〈セルフレジ〉の葛藤

財布の中の小銭をできるだけ減らしたいという思いから、買い物の精算をする際におつりの硬貨が少なくなるよう暗算してから1円や10円を足して支払いをする方は多いようです。

ところが数年前から導入された〈セルフレジ〉というもの。これはまことに画期的なもので、先日コンビニエンスストアで買い物をしたときのこと、レジ待ちの客が多くいたため、それまで習慣にしていた小銭を減らす暗算をしないで財布の中にあった硬貨10枚ほどをすべて〈セルフレジ〉に投入すると、おつりの硬貨が希望通り最小限の枚数で返ってきました。当たり前のことです。しかしながらそれまで頭の中でパチパチと算盤を弾いてから小銭を取り出していたことを考えると、〈セルフレジ〉とはまたなんと便利なものかと感心しました。

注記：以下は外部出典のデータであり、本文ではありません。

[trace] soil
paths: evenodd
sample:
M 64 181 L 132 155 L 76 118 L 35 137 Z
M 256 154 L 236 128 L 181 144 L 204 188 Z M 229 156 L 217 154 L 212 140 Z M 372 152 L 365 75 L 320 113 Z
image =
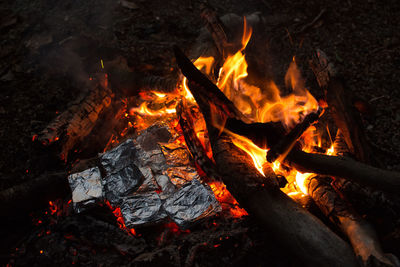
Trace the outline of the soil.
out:
M 365 129 L 376 157 L 385 168 L 400 171 L 399 1 L 211 0 L 210 3 L 220 15 L 261 12 L 271 30 L 273 43 L 267 45 L 285 51 L 279 55 L 279 68 L 286 69 L 295 55 L 312 88 L 315 80 L 307 59 L 315 48 L 325 51 L 356 99 L 363 103 Z M 62 161 L 54 160 L 48 150 L 33 142 L 32 137 L 87 88 L 89 77 L 101 70 L 101 60 L 122 57 L 135 72 L 175 73 L 177 66 L 171 47 L 177 44 L 188 50 L 194 44 L 202 27 L 199 4 L 199 0 L 2 1 L 0 190 L 33 179 L 44 171 L 66 168 Z M 304 28 L 322 10 L 325 12 L 321 19 Z M 281 78 L 279 72 L 276 76 Z M 318 90 L 311 92 L 321 94 Z M 37 223 L 41 216 L 38 214 L 43 212 L 4 218 L 1 262 L 240 266 L 251 261 L 254 265 L 296 265 L 296 259 L 287 257 L 284 249 L 268 241 L 268 233 L 253 225 L 251 218 L 213 218 L 191 229 L 189 234 L 171 230 L 173 238 L 161 246 L 154 239 L 149 241 L 148 232 L 162 230 L 144 229 L 142 237 L 123 242 L 137 248 L 132 252 L 131 247 L 118 247 L 111 237 L 107 245 L 104 240 L 96 240 L 95 232 L 80 226 L 90 224 L 91 219 L 86 215 L 48 218 L 46 227 L 32 224 L 32 220 Z M 383 216 L 380 214 L 373 223 L 388 252 L 400 256 L 399 218 L 388 222 Z M 217 230 L 210 226 L 214 219 L 219 225 Z M 71 227 L 75 231 L 73 238 L 67 236 Z M 96 227 L 100 234 L 111 231 L 111 226 Z M 34 238 L 50 228 L 51 234 Z M 21 247 L 23 252 L 16 251 Z M 262 253 L 265 251 L 268 253 Z

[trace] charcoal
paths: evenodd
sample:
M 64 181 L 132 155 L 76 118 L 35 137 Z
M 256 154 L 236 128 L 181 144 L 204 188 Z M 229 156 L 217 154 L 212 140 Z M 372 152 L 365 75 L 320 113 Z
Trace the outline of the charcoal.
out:
M 167 162 L 160 148 L 145 151 L 139 145 L 136 145 L 136 149 L 137 153 L 134 162 L 138 164 L 138 166 L 149 167 L 153 173 L 160 173 L 167 168 Z
M 68 176 L 74 210 L 79 213 L 103 198 L 103 186 L 98 167 Z
M 107 176 L 120 171 L 132 163 L 136 149 L 131 139 L 107 151 L 101 156 L 100 162 Z
M 105 197 L 111 204 L 120 204 L 123 197 L 136 191 L 144 176 L 139 168 L 131 163 L 104 178 Z
M 121 204 L 121 213 L 127 227 L 153 224 L 167 218 L 161 199 L 155 192 L 125 198 Z
M 166 199 L 163 207 L 168 216 L 182 228 L 222 210 L 208 185 L 201 184 L 197 178 L 184 184 Z
M 198 177 L 196 169 L 192 166 L 169 167 L 164 173 L 178 187 Z

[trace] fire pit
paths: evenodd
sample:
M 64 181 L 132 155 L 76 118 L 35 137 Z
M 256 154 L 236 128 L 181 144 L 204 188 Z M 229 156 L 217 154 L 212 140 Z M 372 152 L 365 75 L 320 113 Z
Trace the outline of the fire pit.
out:
M 359 111 L 327 55 L 316 50 L 310 60 L 324 93 L 317 100 L 296 57 L 285 89 L 251 73 L 257 66 L 247 63 L 246 48 L 264 23 L 260 14 L 219 19 L 204 6 L 202 18 L 208 32 L 199 40 L 208 39 L 193 49 L 193 62 L 174 47 L 179 77 L 134 77 L 140 91 L 116 91 L 114 63 L 102 61 L 104 73 L 91 78 L 96 86 L 33 136 L 57 148 L 68 173 L 46 174 L 2 198 L 15 206 L 44 187 L 69 188 L 71 199 L 51 203 L 52 213 L 110 209 L 124 231 L 118 238 L 139 247 L 146 229 L 161 229 L 154 240 L 162 246 L 166 235 L 188 234 L 217 216 L 250 217 L 306 266 L 400 266 L 345 196 L 357 191 L 398 207 L 400 174 L 376 167 Z M 102 153 L 83 160 L 100 144 Z M 27 192 L 22 199 L 21 192 Z M 203 246 L 209 245 L 190 249 L 185 265 Z M 141 263 L 152 257 L 135 253 Z

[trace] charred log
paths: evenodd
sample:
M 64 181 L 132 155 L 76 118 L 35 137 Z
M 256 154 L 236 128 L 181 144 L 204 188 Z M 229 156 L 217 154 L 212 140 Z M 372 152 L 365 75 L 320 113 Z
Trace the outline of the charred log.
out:
M 99 116 L 107 112 L 112 98 L 109 88 L 96 86 L 41 131 L 38 141 L 45 146 L 57 142 L 60 157 L 67 159 L 70 150 L 90 134 Z
M 278 158 L 281 162 L 290 150 L 292 150 L 300 136 L 318 119 L 321 112 L 322 110 L 319 110 L 316 113 L 308 114 L 301 123 L 297 124 L 287 135 L 281 138 L 279 142 L 268 151 L 268 162 L 272 163 Z
M 190 153 L 196 164 L 201 168 L 207 177 L 214 180 L 221 180 L 215 162 L 207 156 L 200 140 L 194 132 L 193 120 L 187 112 L 185 112 L 182 102 L 176 107 L 179 118 L 179 125 L 182 128 L 183 136 Z
M 2 214 L 23 214 L 47 205 L 70 192 L 67 173 L 47 173 L 0 192 Z
M 305 181 L 308 193 L 321 211 L 349 238 L 363 266 L 398 266 L 394 255 L 386 255 L 372 226 L 358 215 L 330 185 L 332 179 L 313 176 Z
M 217 96 L 219 89 L 183 53 L 175 51 L 178 65 L 188 78 L 189 88 L 204 114 L 218 171 L 241 206 L 260 224 L 271 229 L 277 240 L 306 265 L 357 266 L 351 248 L 343 240 L 279 190 L 272 169 L 266 172 L 266 177 L 262 176 L 229 136 L 219 134 L 211 121 L 210 99 L 222 101 L 219 107 L 227 108 L 221 109 L 226 116 L 235 115 L 236 109 L 230 108 L 233 105 L 226 97 L 221 99 Z
M 301 172 L 341 177 L 383 191 L 400 193 L 400 173 L 379 169 L 348 157 L 306 153 L 294 149 L 286 160 Z

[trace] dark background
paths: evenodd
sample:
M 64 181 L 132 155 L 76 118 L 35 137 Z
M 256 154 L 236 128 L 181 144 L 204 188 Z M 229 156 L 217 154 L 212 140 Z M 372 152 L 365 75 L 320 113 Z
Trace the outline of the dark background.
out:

と同時に10年以上も前に、とあるコンビニエンスストアで見かけたあの光景のことも思い出します。

商品を持ってレジのところまで行きますと、若い女性客が先に会計をしています。ふと目の前の様子をうかがっていると、レジに表示された請求金額『756円』に対して女性客は迷うことなく財布から『1,311円』を取り出し店員さんに渡しています。
(756円に対して1,311円?)
これには店員さんも不思議そうな表情をしていましたが、そのままレジに金額を打ち込みますと、表示されたおつりが『555円』。硬貨はたったの3枚です。女性客がこの計算を瞬時に暗算していたことにとても驚かされた出来事でもあります。

さて話しを戻しまして、人に優しくとても便利な〈セルフレジ〉ではありますが、その登場によって日常生活において〈暗算〉するという唯一の機会すらついに奪われてしまったともいえます。とくに私たち中高年世代は便利さばかりに甘えることなく、おつり『555円』を導き出せるよう頭をフル回転させることも大切かもしれませんね。